»ruhig atmen. nicht zucken. keinen mucks. die kriegen dich nicht. Nein! Die kriegen Mich nicht!«
Dachte er und fasste sich an sein knochiges Handgelenk während er im dickicht vor seinen Peinigern Schutz suchte.
Keinerlei Möglichkeiten ihm einen Hauch von Chance einzurichten nicht in die Bredouille zu geraten.
Rückschlag? unmöglich!
unmöglich?
Grenzen existieren nur im Kopf, hat man mir immer gesagt.
Kopf aus.
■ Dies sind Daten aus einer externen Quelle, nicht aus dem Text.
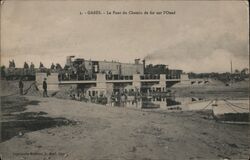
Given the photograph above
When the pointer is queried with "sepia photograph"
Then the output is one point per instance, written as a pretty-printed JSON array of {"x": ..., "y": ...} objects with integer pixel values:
[{"x": 124, "y": 80}]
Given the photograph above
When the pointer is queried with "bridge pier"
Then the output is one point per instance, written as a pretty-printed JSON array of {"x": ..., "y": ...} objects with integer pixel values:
[
  {"x": 136, "y": 81},
  {"x": 52, "y": 81}
]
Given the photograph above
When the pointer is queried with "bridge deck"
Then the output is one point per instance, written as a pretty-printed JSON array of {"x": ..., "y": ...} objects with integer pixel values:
[{"x": 114, "y": 81}]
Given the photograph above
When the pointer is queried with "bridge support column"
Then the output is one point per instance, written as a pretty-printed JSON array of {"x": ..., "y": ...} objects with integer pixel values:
[
  {"x": 52, "y": 81},
  {"x": 162, "y": 82}
]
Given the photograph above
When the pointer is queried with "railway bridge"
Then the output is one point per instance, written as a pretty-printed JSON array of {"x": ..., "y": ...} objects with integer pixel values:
[{"x": 105, "y": 84}]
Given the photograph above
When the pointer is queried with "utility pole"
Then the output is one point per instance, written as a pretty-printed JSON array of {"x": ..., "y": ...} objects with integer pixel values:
[
  {"x": 231, "y": 75},
  {"x": 231, "y": 67}
]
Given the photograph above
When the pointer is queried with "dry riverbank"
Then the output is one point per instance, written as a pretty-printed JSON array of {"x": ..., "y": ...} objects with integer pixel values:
[{"x": 120, "y": 133}]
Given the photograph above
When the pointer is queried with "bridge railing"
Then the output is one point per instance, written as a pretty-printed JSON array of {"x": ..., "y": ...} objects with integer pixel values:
[
  {"x": 149, "y": 76},
  {"x": 118, "y": 77}
]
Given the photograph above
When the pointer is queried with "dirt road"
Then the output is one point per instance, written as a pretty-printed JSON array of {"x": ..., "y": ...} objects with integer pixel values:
[{"x": 104, "y": 132}]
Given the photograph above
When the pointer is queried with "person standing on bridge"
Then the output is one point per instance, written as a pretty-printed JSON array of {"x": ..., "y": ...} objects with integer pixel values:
[
  {"x": 45, "y": 88},
  {"x": 21, "y": 86}
]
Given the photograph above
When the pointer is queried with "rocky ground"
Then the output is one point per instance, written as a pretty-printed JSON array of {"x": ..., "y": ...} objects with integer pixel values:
[{"x": 99, "y": 132}]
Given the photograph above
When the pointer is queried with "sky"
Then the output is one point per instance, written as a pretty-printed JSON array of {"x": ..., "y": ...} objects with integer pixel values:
[{"x": 202, "y": 36}]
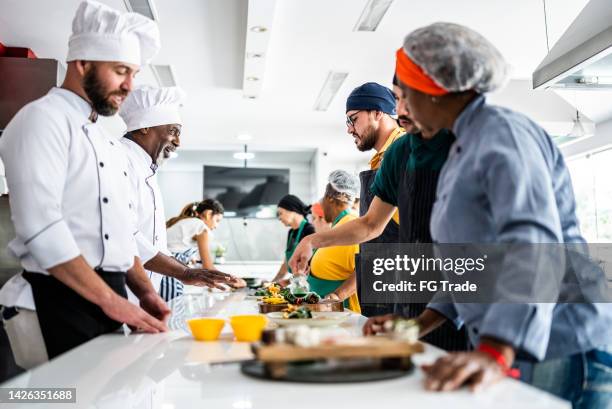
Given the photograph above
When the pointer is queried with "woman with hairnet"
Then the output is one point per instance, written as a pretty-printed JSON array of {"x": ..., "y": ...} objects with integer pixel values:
[
  {"x": 332, "y": 269},
  {"x": 505, "y": 181}
]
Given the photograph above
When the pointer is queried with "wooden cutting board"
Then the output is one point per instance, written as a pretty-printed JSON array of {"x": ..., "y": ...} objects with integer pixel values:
[
  {"x": 321, "y": 306},
  {"x": 372, "y": 347}
]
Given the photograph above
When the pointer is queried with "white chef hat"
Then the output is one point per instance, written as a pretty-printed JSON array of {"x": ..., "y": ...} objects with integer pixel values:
[
  {"x": 146, "y": 107},
  {"x": 100, "y": 33}
]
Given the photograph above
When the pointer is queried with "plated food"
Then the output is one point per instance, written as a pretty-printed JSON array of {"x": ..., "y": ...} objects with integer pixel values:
[{"x": 295, "y": 316}]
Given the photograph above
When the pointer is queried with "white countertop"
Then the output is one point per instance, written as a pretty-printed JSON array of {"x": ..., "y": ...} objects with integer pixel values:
[{"x": 171, "y": 370}]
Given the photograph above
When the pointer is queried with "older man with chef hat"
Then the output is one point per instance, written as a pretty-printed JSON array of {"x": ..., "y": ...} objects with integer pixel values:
[
  {"x": 70, "y": 198},
  {"x": 153, "y": 132}
]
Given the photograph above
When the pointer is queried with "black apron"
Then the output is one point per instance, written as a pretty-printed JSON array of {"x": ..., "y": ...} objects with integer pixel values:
[
  {"x": 389, "y": 235},
  {"x": 66, "y": 319},
  {"x": 416, "y": 196}
]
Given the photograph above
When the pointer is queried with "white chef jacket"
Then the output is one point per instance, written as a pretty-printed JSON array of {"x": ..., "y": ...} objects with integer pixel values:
[
  {"x": 151, "y": 220},
  {"x": 69, "y": 191}
]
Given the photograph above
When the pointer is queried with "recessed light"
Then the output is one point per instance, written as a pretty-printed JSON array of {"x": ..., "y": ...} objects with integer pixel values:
[
  {"x": 244, "y": 155},
  {"x": 255, "y": 55}
]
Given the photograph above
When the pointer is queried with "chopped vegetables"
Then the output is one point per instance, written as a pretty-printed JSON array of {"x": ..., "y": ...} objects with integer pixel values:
[
  {"x": 294, "y": 312},
  {"x": 273, "y": 294}
]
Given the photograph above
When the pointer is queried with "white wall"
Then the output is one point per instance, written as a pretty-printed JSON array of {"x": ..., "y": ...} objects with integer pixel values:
[
  {"x": 601, "y": 140},
  {"x": 245, "y": 240},
  {"x": 179, "y": 188}
]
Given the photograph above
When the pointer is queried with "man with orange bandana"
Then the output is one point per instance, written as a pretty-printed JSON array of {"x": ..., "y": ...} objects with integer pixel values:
[{"x": 407, "y": 179}]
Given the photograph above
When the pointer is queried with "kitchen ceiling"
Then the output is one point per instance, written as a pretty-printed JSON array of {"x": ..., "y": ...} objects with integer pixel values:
[{"x": 204, "y": 42}]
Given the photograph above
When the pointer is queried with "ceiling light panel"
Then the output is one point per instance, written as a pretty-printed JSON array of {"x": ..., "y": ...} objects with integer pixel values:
[
  {"x": 259, "y": 29},
  {"x": 330, "y": 88},
  {"x": 372, "y": 14}
]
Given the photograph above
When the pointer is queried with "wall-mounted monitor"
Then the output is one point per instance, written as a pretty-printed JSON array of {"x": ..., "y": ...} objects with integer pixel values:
[{"x": 246, "y": 192}]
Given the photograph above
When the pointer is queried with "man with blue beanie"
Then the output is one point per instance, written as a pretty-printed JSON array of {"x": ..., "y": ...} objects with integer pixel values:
[{"x": 370, "y": 112}]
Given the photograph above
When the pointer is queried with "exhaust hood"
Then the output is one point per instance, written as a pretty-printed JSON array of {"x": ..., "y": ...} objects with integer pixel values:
[{"x": 582, "y": 57}]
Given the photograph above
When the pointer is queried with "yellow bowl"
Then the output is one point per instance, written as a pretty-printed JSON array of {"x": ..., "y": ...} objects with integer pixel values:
[
  {"x": 206, "y": 329},
  {"x": 248, "y": 328}
]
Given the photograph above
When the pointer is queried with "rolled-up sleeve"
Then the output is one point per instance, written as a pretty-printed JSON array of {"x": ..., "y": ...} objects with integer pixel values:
[
  {"x": 35, "y": 151},
  {"x": 146, "y": 250}
]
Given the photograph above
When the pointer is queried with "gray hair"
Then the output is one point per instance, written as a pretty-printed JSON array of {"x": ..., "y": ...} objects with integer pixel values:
[{"x": 457, "y": 58}]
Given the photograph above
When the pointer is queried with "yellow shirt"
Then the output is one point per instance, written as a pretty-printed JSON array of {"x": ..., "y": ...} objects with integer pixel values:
[
  {"x": 377, "y": 159},
  {"x": 337, "y": 263}
]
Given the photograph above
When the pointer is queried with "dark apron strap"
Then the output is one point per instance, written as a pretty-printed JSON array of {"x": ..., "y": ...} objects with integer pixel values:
[
  {"x": 68, "y": 320},
  {"x": 292, "y": 243}
]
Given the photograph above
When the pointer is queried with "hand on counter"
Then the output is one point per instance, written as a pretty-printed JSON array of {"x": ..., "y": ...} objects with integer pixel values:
[
  {"x": 301, "y": 256},
  {"x": 474, "y": 369},
  {"x": 156, "y": 306},
  {"x": 121, "y": 310},
  {"x": 332, "y": 296},
  {"x": 237, "y": 282},
  {"x": 376, "y": 325}
]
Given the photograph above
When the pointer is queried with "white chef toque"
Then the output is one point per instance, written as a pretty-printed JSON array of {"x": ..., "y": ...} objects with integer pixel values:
[
  {"x": 100, "y": 33},
  {"x": 146, "y": 107}
]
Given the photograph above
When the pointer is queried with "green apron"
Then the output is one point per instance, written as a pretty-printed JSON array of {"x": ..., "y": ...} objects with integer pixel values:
[
  {"x": 324, "y": 287},
  {"x": 292, "y": 244}
]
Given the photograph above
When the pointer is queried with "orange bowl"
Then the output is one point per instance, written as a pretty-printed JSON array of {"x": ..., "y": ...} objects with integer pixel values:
[
  {"x": 248, "y": 328},
  {"x": 206, "y": 329}
]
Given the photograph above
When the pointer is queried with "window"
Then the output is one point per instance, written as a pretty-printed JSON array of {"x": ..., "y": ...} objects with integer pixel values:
[{"x": 593, "y": 190}]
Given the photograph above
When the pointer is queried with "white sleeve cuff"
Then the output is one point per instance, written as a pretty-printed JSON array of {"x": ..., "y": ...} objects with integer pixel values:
[
  {"x": 53, "y": 245},
  {"x": 146, "y": 249}
]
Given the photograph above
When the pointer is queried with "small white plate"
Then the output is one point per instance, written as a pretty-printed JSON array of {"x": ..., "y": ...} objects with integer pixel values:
[{"x": 319, "y": 319}]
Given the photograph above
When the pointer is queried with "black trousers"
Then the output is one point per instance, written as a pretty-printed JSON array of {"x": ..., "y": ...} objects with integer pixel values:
[{"x": 68, "y": 320}]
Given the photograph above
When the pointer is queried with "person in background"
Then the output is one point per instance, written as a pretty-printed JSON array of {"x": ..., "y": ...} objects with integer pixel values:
[
  {"x": 407, "y": 179},
  {"x": 355, "y": 207},
  {"x": 189, "y": 234},
  {"x": 292, "y": 212},
  {"x": 153, "y": 131},
  {"x": 332, "y": 269},
  {"x": 70, "y": 198},
  {"x": 318, "y": 218},
  {"x": 505, "y": 181},
  {"x": 370, "y": 112}
]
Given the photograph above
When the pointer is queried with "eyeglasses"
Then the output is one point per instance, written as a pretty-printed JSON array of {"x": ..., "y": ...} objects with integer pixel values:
[{"x": 351, "y": 119}]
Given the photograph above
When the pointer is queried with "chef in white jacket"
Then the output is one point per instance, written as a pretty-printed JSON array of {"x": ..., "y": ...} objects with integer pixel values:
[
  {"x": 70, "y": 198},
  {"x": 153, "y": 132}
]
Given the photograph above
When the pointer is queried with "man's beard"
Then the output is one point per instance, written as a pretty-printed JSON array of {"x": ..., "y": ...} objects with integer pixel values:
[
  {"x": 96, "y": 93},
  {"x": 163, "y": 156},
  {"x": 368, "y": 141},
  {"x": 410, "y": 126}
]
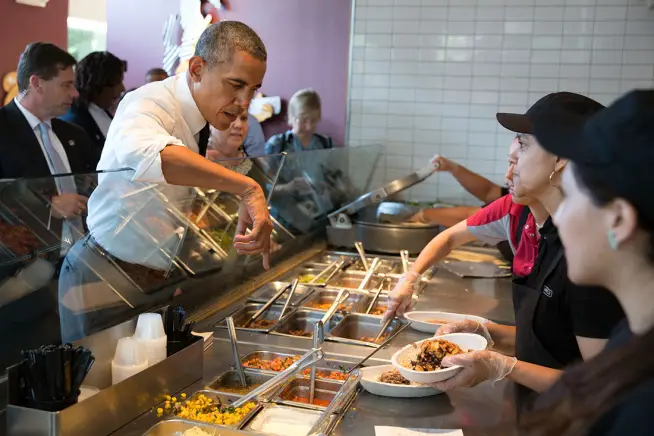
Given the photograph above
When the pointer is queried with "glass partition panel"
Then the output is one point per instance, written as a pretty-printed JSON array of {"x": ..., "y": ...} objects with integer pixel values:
[{"x": 68, "y": 270}]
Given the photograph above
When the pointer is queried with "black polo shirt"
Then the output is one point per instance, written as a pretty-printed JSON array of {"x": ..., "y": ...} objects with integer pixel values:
[
  {"x": 633, "y": 414},
  {"x": 566, "y": 310}
]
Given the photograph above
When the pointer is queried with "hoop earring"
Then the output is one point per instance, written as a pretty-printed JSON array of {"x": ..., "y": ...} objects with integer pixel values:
[{"x": 613, "y": 242}]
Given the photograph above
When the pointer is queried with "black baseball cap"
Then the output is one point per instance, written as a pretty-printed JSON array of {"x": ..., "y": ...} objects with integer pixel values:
[
  {"x": 569, "y": 102},
  {"x": 616, "y": 145}
]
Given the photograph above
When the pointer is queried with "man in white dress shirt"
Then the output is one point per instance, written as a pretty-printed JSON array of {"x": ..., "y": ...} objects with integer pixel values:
[{"x": 155, "y": 135}]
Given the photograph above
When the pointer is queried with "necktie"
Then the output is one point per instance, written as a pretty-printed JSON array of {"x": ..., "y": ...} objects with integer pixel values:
[
  {"x": 65, "y": 185},
  {"x": 203, "y": 140}
]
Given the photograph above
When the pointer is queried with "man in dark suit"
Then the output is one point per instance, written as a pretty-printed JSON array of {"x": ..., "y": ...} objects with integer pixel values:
[
  {"x": 33, "y": 142},
  {"x": 99, "y": 81}
]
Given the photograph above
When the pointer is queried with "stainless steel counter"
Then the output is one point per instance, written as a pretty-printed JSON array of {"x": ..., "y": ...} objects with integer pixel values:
[{"x": 484, "y": 410}]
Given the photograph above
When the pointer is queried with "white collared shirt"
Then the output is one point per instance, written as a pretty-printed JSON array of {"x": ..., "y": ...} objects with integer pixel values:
[
  {"x": 56, "y": 143},
  {"x": 127, "y": 212},
  {"x": 101, "y": 118}
]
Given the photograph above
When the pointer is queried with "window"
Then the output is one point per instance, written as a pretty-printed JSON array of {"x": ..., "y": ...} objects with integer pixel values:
[{"x": 86, "y": 36}]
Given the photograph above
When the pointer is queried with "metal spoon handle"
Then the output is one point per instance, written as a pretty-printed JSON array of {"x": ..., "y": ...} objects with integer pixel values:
[
  {"x": 237, "y": 360},
  {"x": 377, "y": 294},
  {"x": 371, "y": 271},
  {"x": 359, "y": 246},
  {"x": 271, "y": 385},
  {"x": 288, "y": 300},
  {"x": 404, "y": 254},
  {"x": 318, "y": 338},
  {"x": 340, "y": 298},
  {"x": 267, "y": 305},
  {"x": 382, "y": 345}
]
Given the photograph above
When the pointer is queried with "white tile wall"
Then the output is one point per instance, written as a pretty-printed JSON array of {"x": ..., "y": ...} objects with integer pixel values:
[{"x": 428, "y": 76}]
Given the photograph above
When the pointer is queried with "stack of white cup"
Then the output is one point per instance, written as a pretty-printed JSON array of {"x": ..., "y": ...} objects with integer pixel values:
[
  {"x": 130, "y": 359},
  {"x": 151, "y": 336}
]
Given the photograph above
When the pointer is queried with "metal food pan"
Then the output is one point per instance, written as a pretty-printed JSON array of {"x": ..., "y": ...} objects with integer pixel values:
[
  {"x": 304, "y": 320},
  {"x": 294, "y": 426},
  {"x": 229, "y": 383},
  {"x": 225, "y": 399},
  {"x": 243, "y": 314},
  {"x": 177, "y": 427},
  {"x": 305, "y": 275},
  {"x": 47, "y": 241},
  {"x": 267, "y": 291},
  {"x": 356, "y": 302},
  {"x": 354, "y": 327},
  {"x": 300, "y": 387},
  {"x": 268, "y": 356}
]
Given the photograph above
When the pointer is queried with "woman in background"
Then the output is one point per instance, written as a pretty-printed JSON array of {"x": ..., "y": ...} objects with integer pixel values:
[
  {"x": 606, "y": 224},
  {"x": 304, "y": 114},
  {"x": 99, "y": 81}
]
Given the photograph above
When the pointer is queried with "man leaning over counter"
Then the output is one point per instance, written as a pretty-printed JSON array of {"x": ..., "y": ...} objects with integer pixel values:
[{"x": 159, "y": 134}]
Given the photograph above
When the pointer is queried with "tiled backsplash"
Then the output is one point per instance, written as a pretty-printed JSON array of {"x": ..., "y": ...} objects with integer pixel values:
[{"x": 428, "y": 76}]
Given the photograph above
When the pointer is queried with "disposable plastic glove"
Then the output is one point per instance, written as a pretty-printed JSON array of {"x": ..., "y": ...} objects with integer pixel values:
[
  {"x": 400, "y": 298},
  {"x": 478, "y": 366},
  {"x": 467, "y": 326}
]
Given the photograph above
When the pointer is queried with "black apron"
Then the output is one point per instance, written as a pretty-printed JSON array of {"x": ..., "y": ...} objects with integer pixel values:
[{"x": 528, "y": 346}]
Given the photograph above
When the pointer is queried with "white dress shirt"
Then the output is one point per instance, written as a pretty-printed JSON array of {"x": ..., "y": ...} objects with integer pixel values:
[
  {"x": 101, "y": 118},
  {"x": 128, "y": 211},
  {"x": 56, "y": 143}
]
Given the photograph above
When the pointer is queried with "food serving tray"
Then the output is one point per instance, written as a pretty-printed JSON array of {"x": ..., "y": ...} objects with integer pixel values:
[
  {"x": 243, "y": 314},
  {"x": 354, "y": 327},
  {"x": 304, "y": 320},
  {"x": 267, "y": 291}
]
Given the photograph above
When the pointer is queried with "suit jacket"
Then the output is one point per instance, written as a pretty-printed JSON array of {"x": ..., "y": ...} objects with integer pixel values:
[
  {"x": 80, "y": 115},
  {"x": 21, "y": 154}
]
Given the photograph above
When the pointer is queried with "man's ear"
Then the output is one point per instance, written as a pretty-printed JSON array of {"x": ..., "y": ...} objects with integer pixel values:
[{"x": 196, "y": 67}]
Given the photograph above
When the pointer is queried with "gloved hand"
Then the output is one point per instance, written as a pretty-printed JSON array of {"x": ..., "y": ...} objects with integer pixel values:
[
  {"x": 253, "y": 212},
  {"x": 443, "y": 164},
  {"x": 400, "y": 298},
  {"x": 467, "y": 326},
  {"x": 478, "y": 366}
]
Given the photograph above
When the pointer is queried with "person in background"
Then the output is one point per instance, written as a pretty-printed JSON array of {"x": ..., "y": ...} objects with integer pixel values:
[
  {"x": 225, "y": 147},
  {"x": 99, "y": 81},
  {"x": 557, "y": 322},
  {"x": 255, "y": 141},
  {"x": 33, "y": 141},
  {"x": 155, "y": 75},
  {"x": 304, "y": 113},
  {"x": 479, "y": 186},
  {"x": 607, "y": 211}
]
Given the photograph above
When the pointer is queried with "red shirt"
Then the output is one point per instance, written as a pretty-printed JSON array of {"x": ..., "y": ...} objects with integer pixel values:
[{"x": 498, "y": 222}]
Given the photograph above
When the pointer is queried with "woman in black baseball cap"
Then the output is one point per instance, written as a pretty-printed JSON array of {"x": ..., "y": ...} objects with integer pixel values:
[
  {"x": 606, "y": 223},
  {"x": 557, "y": 322}
]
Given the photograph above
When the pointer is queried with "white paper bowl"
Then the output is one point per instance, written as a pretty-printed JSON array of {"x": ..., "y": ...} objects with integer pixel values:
[
  {"x": 370, "y": 382},
  {"x": 419, "y": 319},
  {"x": 466, "y": 341}
]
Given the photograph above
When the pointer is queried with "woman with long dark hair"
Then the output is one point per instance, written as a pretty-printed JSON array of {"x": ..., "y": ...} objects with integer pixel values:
[{"x": 606, "y": 223}]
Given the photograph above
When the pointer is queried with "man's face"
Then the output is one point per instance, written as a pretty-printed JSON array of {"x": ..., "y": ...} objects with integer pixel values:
[
  {"x": 57, "y": 94},
  {"x": 223, "y": 92}
]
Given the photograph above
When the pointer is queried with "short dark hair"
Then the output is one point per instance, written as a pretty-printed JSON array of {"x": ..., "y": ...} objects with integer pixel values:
[
  {"x": 156, "y": 72},
  {"x": 95, "y": 72},
  {"x": 41, "y": 59},
  {"x": 219, "y": 41}
]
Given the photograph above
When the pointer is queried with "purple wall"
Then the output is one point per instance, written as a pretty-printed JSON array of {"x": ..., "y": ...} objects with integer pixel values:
[
  {"x": 135, "y": 33},
  {"x": 307, "y": 42},
  {"x": 308, "y": 46}
]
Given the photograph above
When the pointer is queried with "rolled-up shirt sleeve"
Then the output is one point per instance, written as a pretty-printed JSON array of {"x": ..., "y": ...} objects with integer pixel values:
[{"x": 141, "y": 135}]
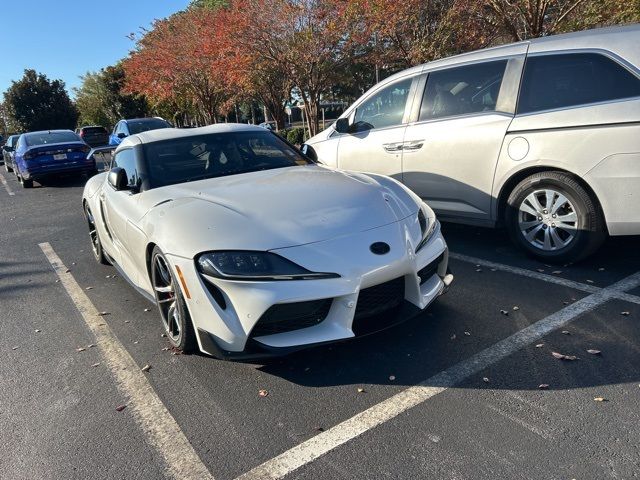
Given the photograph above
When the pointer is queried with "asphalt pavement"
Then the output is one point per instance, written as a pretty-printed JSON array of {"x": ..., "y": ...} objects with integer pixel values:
[{"x": 451, "y": 394}]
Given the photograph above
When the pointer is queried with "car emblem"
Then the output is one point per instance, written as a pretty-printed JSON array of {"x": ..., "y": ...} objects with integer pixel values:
[{"x": 379, "y": 248}]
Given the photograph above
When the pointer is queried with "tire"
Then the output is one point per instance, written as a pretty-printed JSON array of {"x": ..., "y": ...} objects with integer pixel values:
[
  {"x": 173, "y": 309},
  {"x": 94, "y": 236},
  {"x": 554, "y": 219}
]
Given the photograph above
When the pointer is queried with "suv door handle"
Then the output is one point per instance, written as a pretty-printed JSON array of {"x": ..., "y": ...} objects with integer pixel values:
[
  {"x": 413, "y": 145},
  {"x": 392, "y": 147}
]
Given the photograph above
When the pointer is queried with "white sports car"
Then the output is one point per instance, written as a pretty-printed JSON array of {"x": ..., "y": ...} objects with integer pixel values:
[{"x": 249, "y": 248}]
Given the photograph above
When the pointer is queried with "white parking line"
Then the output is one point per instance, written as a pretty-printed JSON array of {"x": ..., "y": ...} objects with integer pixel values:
[
  {"x": 6, "y": 185},
  {"x": 342, "y": 433},
  {"x": 162, "y": 431},
  {"x": 542, "y": 276}
]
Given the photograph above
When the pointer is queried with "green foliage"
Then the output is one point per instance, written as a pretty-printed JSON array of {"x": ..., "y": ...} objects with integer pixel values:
[
  {"x": 36, "y": 103},
  {"x": 100, "y": 99}
]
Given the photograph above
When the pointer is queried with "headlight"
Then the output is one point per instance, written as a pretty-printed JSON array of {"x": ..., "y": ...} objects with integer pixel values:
[
  {"x": 427, "y": 226},
  {"x": 241, "y": 265}
]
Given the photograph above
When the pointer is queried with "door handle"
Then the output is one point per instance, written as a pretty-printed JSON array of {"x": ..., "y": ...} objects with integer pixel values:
[
  {"x": 413, "y": 145},
  {"x": 392, "y": 147}
]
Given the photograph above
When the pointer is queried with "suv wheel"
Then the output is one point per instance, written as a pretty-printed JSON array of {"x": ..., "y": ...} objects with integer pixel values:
[{"x": 552, "y": 217}]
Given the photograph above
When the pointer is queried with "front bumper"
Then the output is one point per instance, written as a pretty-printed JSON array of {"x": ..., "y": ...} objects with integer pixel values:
[{"x": 227, "y": 314}]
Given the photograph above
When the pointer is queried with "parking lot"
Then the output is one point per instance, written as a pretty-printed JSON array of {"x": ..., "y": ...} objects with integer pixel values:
[{"x": 470, "y": 389}]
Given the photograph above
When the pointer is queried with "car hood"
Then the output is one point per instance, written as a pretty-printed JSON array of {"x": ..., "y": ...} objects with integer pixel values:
[{"x": 273, "y": 209}]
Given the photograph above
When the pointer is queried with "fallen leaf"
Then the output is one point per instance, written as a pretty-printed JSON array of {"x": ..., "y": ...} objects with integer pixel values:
[{"x": 561, "y": 356}]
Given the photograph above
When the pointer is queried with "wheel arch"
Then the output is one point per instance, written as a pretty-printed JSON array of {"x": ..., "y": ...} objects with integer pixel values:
[{"x": 520, "y": 175}]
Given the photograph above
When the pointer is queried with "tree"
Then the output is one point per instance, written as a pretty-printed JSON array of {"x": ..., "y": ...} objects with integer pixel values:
[
  {"x": 177, "y": 60},
  {"x": 36, "y": 103},
  {"x": 101, "y": 100}
]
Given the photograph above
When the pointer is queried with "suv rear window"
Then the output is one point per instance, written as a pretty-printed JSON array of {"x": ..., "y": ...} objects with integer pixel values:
[
  {"x": 44, "y": 138},
  {"x": 572, "y": 79}
]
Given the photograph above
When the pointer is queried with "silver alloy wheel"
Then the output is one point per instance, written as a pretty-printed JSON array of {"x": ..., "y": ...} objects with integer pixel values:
[
  {"x": 547, "y": 220},
  {"x": 167, "y": 298}
]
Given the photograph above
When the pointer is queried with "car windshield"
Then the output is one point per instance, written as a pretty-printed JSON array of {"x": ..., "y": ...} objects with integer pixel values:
[
  {"x": 217, "y": 155},
  {"x": 139, "y": 126},
  {"x": 44, "y": 138}
]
Unendlichkeit an.
»Wollen wir doch mal sehen, wer gleich angepisst ist!« sammelte er sich zusammen aus den unmengen an Wörtern, die sein Vater ihn zwang zu lernen, und sprang aus dem Gebüsch auf den ersten.
Der zweite war ähnlich einfach. »immer auf die Gelenke!« und trat gegen Knie, Ellbogen und Sprunggelenk.
Drei und Vier waren größer als er. Kreativ werden ist angesagt.
»Schwachstellen?
Drei: Gebrochener Arm, 1 Jahr her. Unbeweglich. FETT!
Vier: außer atem vom suchen. Mist! «
Der Rest verging im Bruchteil einer Sekunde.
Blut. Überall. »Mama bringt mich um, die guten Klamotten...«
Er schließt die Augen und fängt an zu weinen.
Er wacht auf. Schweißgebadet. Und sucht sein kleinen glänzenden Schatz.
Dieses Funkeln im Mondschein. Wunderbar.
Er guckt zum Himmel rauf, flüster "Nicht mehr allzu lange" und setzt an.